The air of the conference room was redolent of scorched coffee, fresh Krispy Kreme doughnuts, the heated scent of Onorio, to tell me that Bruiser was present, Grégoire’s intense personal vamp scent, gun oil, the reek of fired weapons, and testosterone. In other words, it smelled wonderful. The underground room had a security console, a huge monitor/TV screen, a massive table, and comfortable rolling desk chairs.

The primo, Adelaide Mooney, opened the meeting with the info that Leo and Gee were being treated by the priestesses. She assured us that they would both be okay, but it would be tomorrow night before we’d see them again. With the fast healing of vampires and whatever species an Anzû was, that sounded pretty ominous. Del looked haggard but elegant, dressed in a monochrome blend of blond tones that matched her hair, which was down and curling on her shoulders. I remembered seeing her at some point in the gym, sword raised. It had been only a glimpse, but it looked as if Del knew her way around sharp objects.

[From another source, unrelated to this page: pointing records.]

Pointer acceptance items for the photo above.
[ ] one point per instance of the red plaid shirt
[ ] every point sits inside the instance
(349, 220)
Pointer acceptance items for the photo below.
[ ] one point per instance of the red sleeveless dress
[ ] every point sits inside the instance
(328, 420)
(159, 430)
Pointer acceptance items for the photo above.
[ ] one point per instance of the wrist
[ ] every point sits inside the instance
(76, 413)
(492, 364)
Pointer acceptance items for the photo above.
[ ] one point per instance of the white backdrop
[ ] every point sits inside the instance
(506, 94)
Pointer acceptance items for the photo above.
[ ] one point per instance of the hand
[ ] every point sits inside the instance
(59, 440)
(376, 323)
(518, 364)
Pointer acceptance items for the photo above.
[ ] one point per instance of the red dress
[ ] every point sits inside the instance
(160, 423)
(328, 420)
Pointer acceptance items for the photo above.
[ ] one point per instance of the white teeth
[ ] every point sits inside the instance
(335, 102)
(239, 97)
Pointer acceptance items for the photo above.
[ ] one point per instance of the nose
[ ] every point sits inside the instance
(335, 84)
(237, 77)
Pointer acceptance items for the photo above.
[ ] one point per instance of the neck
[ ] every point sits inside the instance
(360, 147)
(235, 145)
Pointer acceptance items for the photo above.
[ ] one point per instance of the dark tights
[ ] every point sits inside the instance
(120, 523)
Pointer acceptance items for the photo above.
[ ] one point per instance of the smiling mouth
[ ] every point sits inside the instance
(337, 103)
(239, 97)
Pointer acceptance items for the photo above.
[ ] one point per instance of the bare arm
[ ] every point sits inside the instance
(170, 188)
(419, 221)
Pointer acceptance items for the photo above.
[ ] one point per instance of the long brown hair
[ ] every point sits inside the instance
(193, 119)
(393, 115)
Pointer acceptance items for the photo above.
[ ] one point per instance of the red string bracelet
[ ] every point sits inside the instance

When she finished her report, I asked, “Can you tell us what Leo was saying when the thing flew into the room? It sounded like,
Lepree lumyear. Larcencel. Larcencel
.”

Del’s eyes flicked down and back to me. I wasn’t sure what the reaction meant, other than she wanted to be done and outta here. She stood and said, “The Master of the City said to give you this.” She passed a folded scrap of paper to me. On it was written in a shaky hand, with what looked like a ballpoint pen, the words,
Grand danger, mon cour. L’esprit lumière. L’arcenciel
.

It wasn’t Leo’s usual fancy, calligraphy-like script, and I’d never seen him use a ballpoint pen or write on a torn piece of paper, but the words on it had the right
L
s in them to be his handwriting. “Okay. What’s it say?”

Toneless, she replied. “It says, ‘Great danger, my heart. The light spirit. The rainbow.’”

“What’s wrong with his heart? Did the bite damage it?” For that matter, did Leo even have a heart? Fortunately I got my mouth closed before I said those words.

“I believe that Leo is calling
you
his heart,” Bruiser said, his tone droll.

“Oh. Okay. No.” I looked at Del and finally was able to deduce her expression as an unwilling possessiveness. Del and Leo had begun a relationship that included more than just blood sharing, and this read like I was poaching on her territory. Though how that all worked when Leo was still sleeping with Grégoire, I had no idea. “I’m not his heart. He just calls me that to tick me off.”